There are a number of reasons that this isn’t going to happen. First, Walt Disney’s cryogenically frozen body was never placed beneath the Pirates of the Caribbean ride at Disneyland. In fact, he was cremated two months before the first known cryogenic freezing of a body occurred in 1967, turns out that it was a couple of Disney animators playing a final prank on their boss that spread this urban legend. Additionally, a number of documentaries in the last five years have essentially cleared Disney of antisemitism claims that were made for year.

Beyond that, the science is a long ways away from reality  While a team of scientists did outline their achievement in synapse preservation using cryogenics in the journal Cryobiology this week, they will be the first to tell you that the technique they used, well, won’t work for brain preservation.

Cryogenic brain freezing first tested on a rabbit

So, no Walt Disney, but scientists at 21st Century Medicine, who led the research behind the paper did successfully freeze a rabbit’s brain, and completely preserve the junctions of nerve cells or synaptic connections.

“This research is a first because it works on whole brains and preserves all of the synaptic details,” Robert McIntyre recently told the Huffington Post. “Previous techniques, such as resin embedding, are only able to preserve detailed synaptic information in small brain slices.”

Rather that using resin embedding, the scientists turned to a a new chemical technique called Aldehyde-stabilized cryopreservation, or ASC, which combines both cryogenic cooling and chemical fixation. Keep in mind, during this process they were working with dead rabbit brain tissue and were concentrating on preserving synapsis, which after rewarming the brain it was sliced and observed through an electron microscope; sure enough, they preserved the all the connections. This according to Dr. Michael Cerullo, a psychiatrist at the Virginia-based Brain Preservation Foundationh, which sponsored the contest.

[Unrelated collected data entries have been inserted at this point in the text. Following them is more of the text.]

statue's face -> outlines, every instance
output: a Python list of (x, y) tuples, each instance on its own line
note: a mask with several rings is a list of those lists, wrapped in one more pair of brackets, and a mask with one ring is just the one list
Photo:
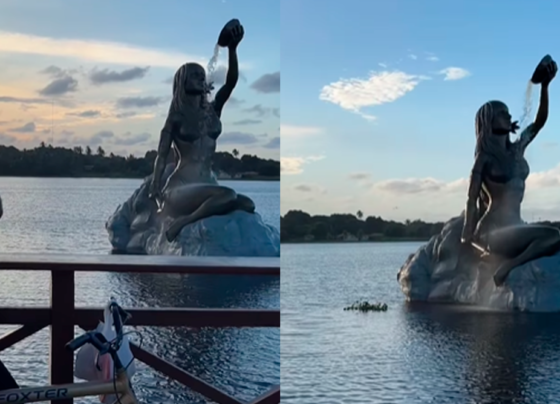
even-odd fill
[(206, 72), (204, 68), (197, 64), (189, 66), (187, 80), (185, 82), (185, 92), (187, 94), (202, 94), (206, 85)]
[(511, 131), (511, 114), (506, 104), (495, 103), (492, 105), (492, 132), (497, 135), (507, 135)]

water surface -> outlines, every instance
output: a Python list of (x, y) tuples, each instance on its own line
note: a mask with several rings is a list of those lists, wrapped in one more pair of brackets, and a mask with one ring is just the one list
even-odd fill
[[(282, 403), (560, 402), (560, 317), (405, 304), (420, 245), (282, 246)], [(342, 310), (361, 299), (389, 310)]]

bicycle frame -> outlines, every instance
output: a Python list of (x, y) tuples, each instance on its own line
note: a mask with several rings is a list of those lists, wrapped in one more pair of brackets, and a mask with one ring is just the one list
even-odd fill
[(138, 404), (124, 369), (117, 371), (116, 380), (110, 382), (85, 382), (2, 390), (0, 391), (0, 404), (36, 403), (105, 394), (116, 394), (120, 397), (120, 400), (115, 400), (113, 404)]

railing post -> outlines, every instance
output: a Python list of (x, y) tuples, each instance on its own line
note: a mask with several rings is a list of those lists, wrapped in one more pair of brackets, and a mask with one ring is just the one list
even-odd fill
[[(74, 338), (74, 271), (51, 270), (51, 384), (74, 381), (74, 354), (66, 350)], [(72, 404), (74, 400), (51, 401)]]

The first step in ASC is to bind the proteins in the brain together using an oily liquid called glutaraldehyde. Next the brain was given a treatment of ethylene glycol to protect the brain from the ensuing extreme cold. Ethylene glycol is a antifreeze that you might see used on an episode of “Ice Road Truckers.”

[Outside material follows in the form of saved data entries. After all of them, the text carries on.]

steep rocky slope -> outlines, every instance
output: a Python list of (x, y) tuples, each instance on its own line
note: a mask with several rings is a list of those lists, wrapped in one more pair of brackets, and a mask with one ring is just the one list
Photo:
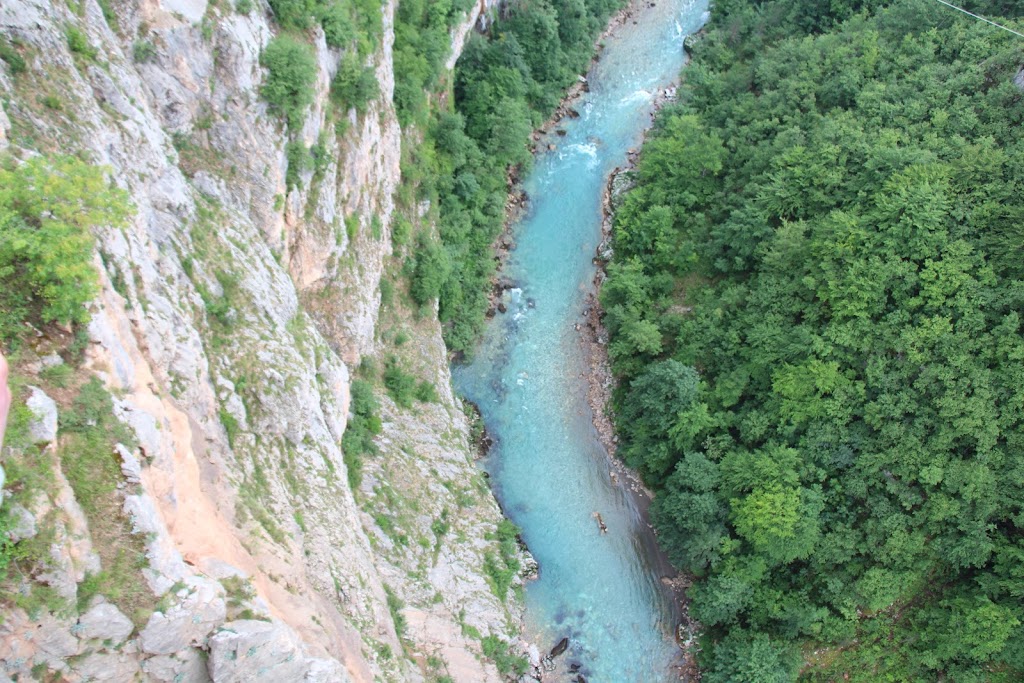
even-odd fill
[[(94, 0), (0, 5), (0, 33), (29, 67), (0, 63), (0, 150), (84, 155), (134, 206), (126, 228), (97, 234), (102, 294), (79, 372), (101, 378), (135, 442), (115, 447), (110, 508), (131, 534), (100, 534), (109, 520), (83, 510), (62, 472), (75, 454), (53, 417), (67, 399), (38, 392), (37, 445), (4, 462), (55, 465), (9, 538), (45, 535), (47, 557), (15, 590), (57, 598), (3, 606), (0, 680), (499, 678), (480, 639), (515, 637), (514, 600), (495, 597), (484, 570), (501, 516), (472, 464), (436, 321), (381, 306), (402, 142), (395, 7), (382, 8), (373, 56), (381, 96), (341, 113), (347, 126), (329, 112), (339, 55), (311, 34), (316, 97), (300, 138), (329, 163), (289, 190), (287, 138), (259, 97), (275, 31), (260, 3), (240, 14), (126, 0), (107, 17)], [(456, 49), (483, 8), (454, 32)], [(69, 49), (72, 29), (85, 52)], [(18, 371), (35, 382), (60, 346), (38, 338)], [(403, 408), (378, 387), (380, 453), (353, 492), (350, 378), (392, 349), (437, 399)], [(120, 544), (144, 547), (128, 573), (144, 598), (83, 593)]]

The brain was then cooled to -211 degrees Fahrenheit, essentially turning into a glass-like state.

“Ice crystals never form because the ethylene glycol completely inhibits ice crystal formation,” McIntyre said. “At -135 degrees Celsius, the brain can be stored for centuries without further decay.”

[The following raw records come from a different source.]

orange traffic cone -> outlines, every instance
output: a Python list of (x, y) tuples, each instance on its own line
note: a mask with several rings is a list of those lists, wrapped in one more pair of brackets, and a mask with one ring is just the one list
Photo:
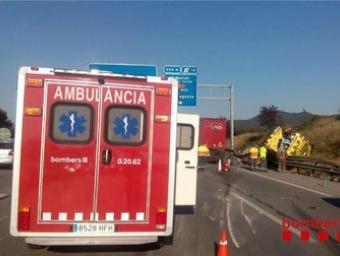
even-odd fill
[(222, 230), (220, 236), (220, 243), (218, 245), (217, 256), (228, 256), (228, 242), (227, 242), (227, 231)]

After the cryogenic freeze

In order to examine whether the synapsis survived its trip reminiscent of Han Solo’s, the brain was rewarmed and sliced.

“Every neuron and synapse looks beautifully preserved across the entire brain. Simply amazing given that I held in my hand this very same brain when it was vitrified glassy solid,” BPF president Dr. Kenneth Hayworth said in a statement. “This is not your father’s cryonics.”

McIntyre and his colleague Dr. Gregory Fahy, vice president and chief scientific officer at 21st Century Medicine, took home nearly $27,000 for their win and demonstration of ASC.

Once again, ASC won’t work on a human brain for preservation but could allow neurobiologists to preserve brain material, outside of tissue, indefinitely.

“I think that ASC could eventually lead the way to preserving memories in human brains. But using it for a big thing like that requires commensurately big evidence to support it,” McIntyre said after the win.

“It’s important in general because the level of detail that’s preserved with ASC might be sufficient to preserve all of the memories of an individual brain,” he added. “This is something that needs to be carefully discussed by the neuroscience community.”

The next contest from BPF will likely involve a larger mammalian brain, most likely a pig.